Nasreen dug her nails into her arms. So close, she had been so close, if only she had controlled her anger the peas would be paid for, the mess taken care of—what were a couple vegetable boxes to a powerful executive, anyway? But now Mr. Patel would make her pay for these herself. A few hundred dollars at least—almost a full week’s pay—enough to cover a course of her husband’s medication. And then what? Her husband would be in casts for months yet, and then there would be a surgery, and until it was all over and paid for, here Nasreen would stay—her days highlighted by confrontations with children and cups of weak masala chai. Nasreen felt the tops of her feet sting and brushed away a trail of ants, who had discovered the edible disarray. Her restaurant had never seemed so pale, so ineffably far out of reach.

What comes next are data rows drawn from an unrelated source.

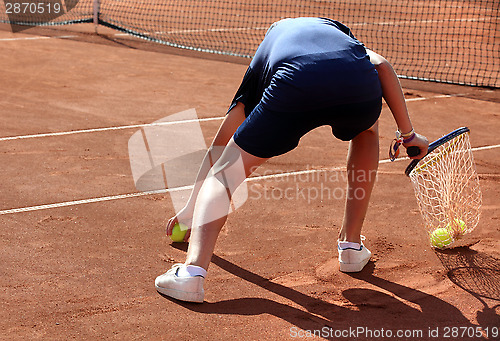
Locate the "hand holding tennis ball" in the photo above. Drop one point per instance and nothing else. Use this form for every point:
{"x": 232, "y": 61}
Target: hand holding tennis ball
{"x": 441, "y": 238}
{"x": 179, "y": 232}
{"x": 457, "y": 225}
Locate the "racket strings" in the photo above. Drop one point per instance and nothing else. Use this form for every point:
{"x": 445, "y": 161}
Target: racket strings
{"x": 447, "y": 188}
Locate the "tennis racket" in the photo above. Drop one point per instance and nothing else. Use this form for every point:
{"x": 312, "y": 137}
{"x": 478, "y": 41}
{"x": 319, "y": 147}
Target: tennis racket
{"x": 447, "y": 188}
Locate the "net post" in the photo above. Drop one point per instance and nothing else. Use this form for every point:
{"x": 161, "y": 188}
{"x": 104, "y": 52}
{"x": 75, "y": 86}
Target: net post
{"x": 96, "y": 4}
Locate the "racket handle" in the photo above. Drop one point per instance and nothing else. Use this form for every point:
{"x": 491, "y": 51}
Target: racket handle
{"x": 413, "y": 151}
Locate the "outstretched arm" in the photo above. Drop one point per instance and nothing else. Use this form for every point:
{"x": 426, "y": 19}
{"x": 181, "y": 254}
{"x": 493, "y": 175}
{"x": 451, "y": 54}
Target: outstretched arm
{"x": 393, "y": 95}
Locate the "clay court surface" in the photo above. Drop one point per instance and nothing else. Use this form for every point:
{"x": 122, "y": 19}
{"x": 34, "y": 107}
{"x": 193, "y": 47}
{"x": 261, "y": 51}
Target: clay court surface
{"x": 85, "y": 268}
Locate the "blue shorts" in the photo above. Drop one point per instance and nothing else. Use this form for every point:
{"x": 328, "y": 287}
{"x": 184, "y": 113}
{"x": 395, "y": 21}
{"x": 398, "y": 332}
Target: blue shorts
{"x": 307, "y": 72}
{"x": 267, "y": 133}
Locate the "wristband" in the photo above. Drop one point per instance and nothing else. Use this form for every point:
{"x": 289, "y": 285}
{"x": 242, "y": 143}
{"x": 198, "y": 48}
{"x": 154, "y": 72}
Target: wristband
{"x": 408, "y": 139}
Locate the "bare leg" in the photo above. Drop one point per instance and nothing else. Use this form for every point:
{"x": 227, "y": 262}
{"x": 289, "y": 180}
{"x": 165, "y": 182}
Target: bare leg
{"x": 213, "y": 201}
{"x": 362, "y": 164}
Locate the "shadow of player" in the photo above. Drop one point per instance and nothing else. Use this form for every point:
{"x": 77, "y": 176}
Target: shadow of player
{"x": 398, "y": 306}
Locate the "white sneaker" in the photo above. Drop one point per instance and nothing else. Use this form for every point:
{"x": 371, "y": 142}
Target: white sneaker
{"x": 352, "y": 259}
{"x": 186, "y": 288}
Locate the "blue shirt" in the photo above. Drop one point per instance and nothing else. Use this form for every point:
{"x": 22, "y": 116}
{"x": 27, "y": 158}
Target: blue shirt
{"x": 306, "y": 64}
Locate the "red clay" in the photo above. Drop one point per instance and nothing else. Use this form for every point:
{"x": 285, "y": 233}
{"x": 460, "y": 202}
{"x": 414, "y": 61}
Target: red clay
{"x": 86, "y": 271}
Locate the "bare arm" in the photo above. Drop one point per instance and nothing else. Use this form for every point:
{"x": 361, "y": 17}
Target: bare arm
{"x": 393, "y": 95}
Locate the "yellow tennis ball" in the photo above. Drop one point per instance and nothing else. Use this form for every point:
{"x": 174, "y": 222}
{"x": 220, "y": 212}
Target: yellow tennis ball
{"x": 440, "y": 238}
{"x": 178, "y": 232}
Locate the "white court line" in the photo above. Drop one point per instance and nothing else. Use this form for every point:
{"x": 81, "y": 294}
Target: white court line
{"x": 176, "y": 189}
{"x": 95, "y": 130}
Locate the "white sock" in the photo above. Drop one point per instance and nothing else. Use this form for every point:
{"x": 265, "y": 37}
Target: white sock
{"x": 349, "y": 245}
{"x": 191, "y": 271}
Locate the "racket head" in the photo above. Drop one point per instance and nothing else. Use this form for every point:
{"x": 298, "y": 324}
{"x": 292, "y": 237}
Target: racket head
{"x": 439, "y": 142}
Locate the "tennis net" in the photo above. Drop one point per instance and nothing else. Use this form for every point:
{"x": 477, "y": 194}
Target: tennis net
{"x": 445, "y": 41}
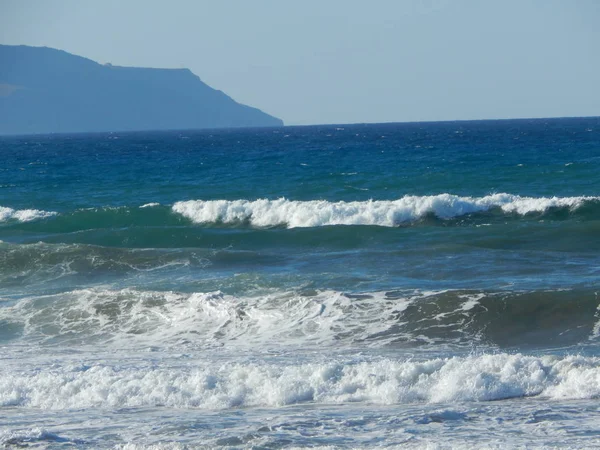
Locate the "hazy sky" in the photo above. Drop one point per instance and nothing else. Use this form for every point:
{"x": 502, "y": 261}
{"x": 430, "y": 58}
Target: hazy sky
{"x": 345, "y": 61}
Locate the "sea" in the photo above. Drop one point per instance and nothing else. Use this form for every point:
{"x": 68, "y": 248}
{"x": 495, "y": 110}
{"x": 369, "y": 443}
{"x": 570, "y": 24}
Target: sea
{"x": 416, "y": 285}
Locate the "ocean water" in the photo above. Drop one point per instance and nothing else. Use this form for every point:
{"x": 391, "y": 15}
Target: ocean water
{"x": 427, "y": 285}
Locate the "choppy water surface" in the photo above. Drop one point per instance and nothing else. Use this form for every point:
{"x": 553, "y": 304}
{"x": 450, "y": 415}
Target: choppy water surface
{"x": 401, "y": 285}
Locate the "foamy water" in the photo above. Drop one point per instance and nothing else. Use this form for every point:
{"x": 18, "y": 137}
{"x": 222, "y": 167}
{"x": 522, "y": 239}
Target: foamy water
{"x": 264, "y": 212}
{"x": 365, "y": 286}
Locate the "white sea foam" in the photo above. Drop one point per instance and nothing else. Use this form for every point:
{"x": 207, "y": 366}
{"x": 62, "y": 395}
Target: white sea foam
{"x": 23, "y": 215}
{"x": 145, "y": 318}
{"x": 265, "y": 213}
{"x": 220, "y": 385}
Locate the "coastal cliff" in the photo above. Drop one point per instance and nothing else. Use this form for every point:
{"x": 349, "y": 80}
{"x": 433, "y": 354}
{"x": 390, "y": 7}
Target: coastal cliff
{"x": 44, "y": 90}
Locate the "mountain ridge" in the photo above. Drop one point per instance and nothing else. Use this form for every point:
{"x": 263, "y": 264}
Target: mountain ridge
{"x": 46, "y": 90}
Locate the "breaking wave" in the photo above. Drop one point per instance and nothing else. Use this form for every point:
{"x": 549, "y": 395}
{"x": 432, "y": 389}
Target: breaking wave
{"x": 387, "y": 213}
{"x": 22, "y": 215}
{"x": 302, "y": 319}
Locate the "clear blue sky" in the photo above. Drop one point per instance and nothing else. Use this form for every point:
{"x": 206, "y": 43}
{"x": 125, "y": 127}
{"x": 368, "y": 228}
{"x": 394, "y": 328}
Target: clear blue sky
{"x": 345, "y": 61}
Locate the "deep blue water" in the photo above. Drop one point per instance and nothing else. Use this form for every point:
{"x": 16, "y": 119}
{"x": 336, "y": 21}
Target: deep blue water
{"x": 467, "y": 253}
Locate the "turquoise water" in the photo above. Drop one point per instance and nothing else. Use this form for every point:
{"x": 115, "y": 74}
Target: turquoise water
{"x": 344, "y": 286}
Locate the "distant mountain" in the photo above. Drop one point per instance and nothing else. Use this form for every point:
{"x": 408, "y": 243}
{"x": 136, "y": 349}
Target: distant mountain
{"x": 43, "y": 90}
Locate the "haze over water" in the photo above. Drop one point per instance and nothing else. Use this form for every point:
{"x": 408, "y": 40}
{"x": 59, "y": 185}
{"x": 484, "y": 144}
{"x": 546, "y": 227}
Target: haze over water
{"x": 334, "y": 286}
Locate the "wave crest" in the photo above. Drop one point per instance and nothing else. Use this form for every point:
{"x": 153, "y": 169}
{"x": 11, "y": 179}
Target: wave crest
{"x": 23, "y": 215}
{"x": 386, "y": 213}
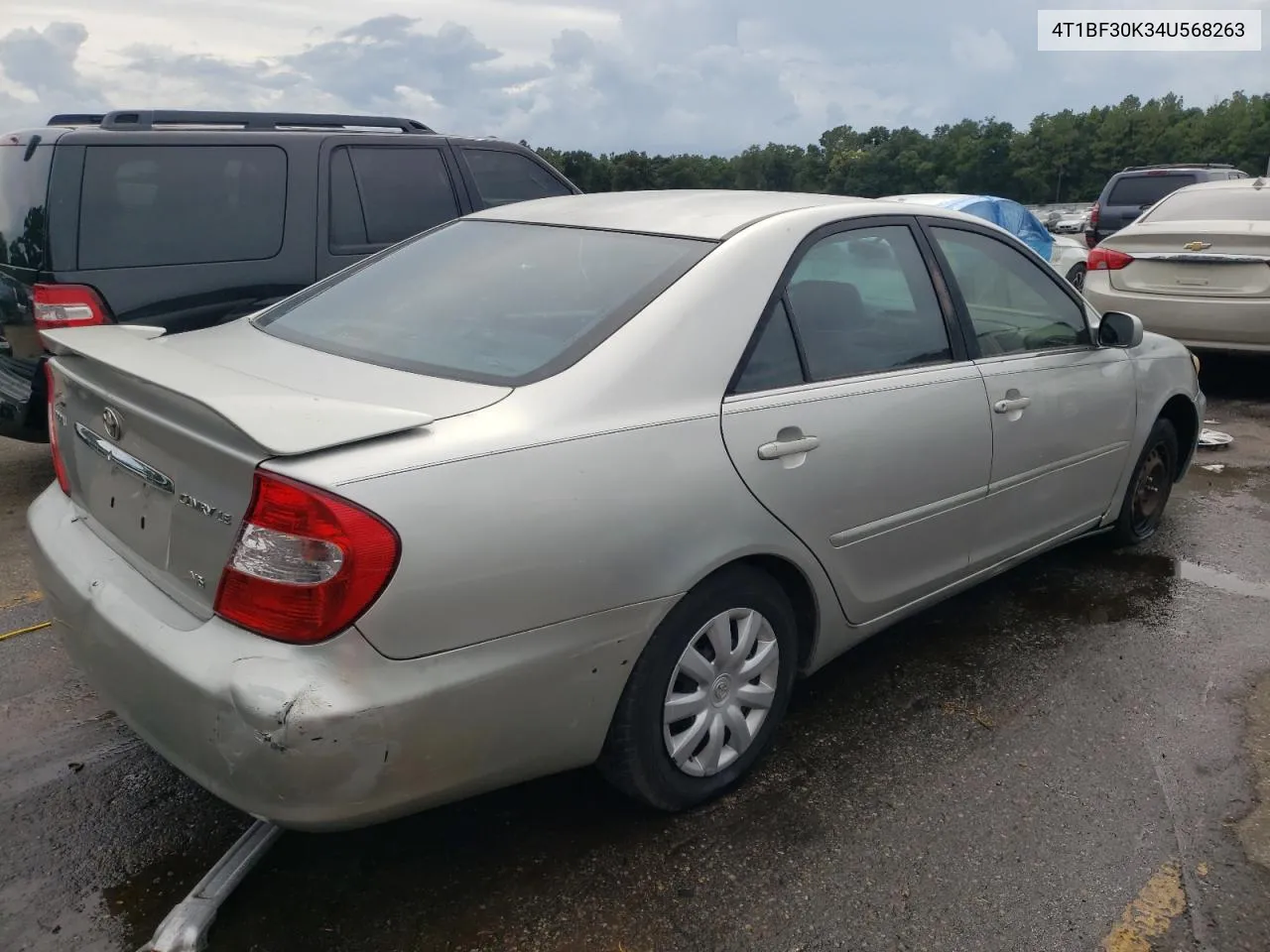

She picked up a snow pea and held it level with her eyes. The peas bulged within their shell, stretching the membrane. She grabbed the top of the pod with both pointer fingers and both thumbs and pried it open, splitting it along the natural seam, feeling the fibers give and tear, watching the peas roll out one by one onto her lap. Nasreen took another snow pea from the ground and peeled it open, and then another, and then a whole handful. She grabbed a crisp green bean and snapped it into ten small pieces, and then she took an okra and ripped off the stem, squeezing the plump seeds and viscous juice. She shredded until her salwar camiz caked from bosom to knees with dirt and gutted vegetables, and the floor all around covered with seeds and skins and peas—hundreds and hundreds of peas. Every legume she ripped planted in her the desire to destroy ten more. She walked over to the aisle of snacks—spicy mixtures of puffed rice and roasted peanuts, curlicues of fried chickpea batter—and ripped them from the shelves. She threw them onto the floor, against the wall, watched them explode on contact. It was only when a bag of wheat flour failed to rupture that Nasreen stopped, panting and drenched in sweat, to survey the damage.
This was how she and her father had found their restaurant that morning three months ago in Karachi—vegetables and meat thrown from the fridge and pulverized, the fridge itself strewn with cracked eggs and upset masala mixtures. Then, Nasreen had not understood what could compel a gang of thieves not only to steal almost four crore’s worth of cash and appliances, but to destroy beyond repair—to crack windows and pry tiles from the floor, to rip the dishwasher from the wall but leave the dishwasher untouched—to unscrew lightbulbs and smash them over the lounge chairs. Damage for the sake of damaging. But now, standing in the middle of her own chaos, Nasreen’s fingers tingled. She felt like laughing. For the first time in months, Nasreen felt completely in control.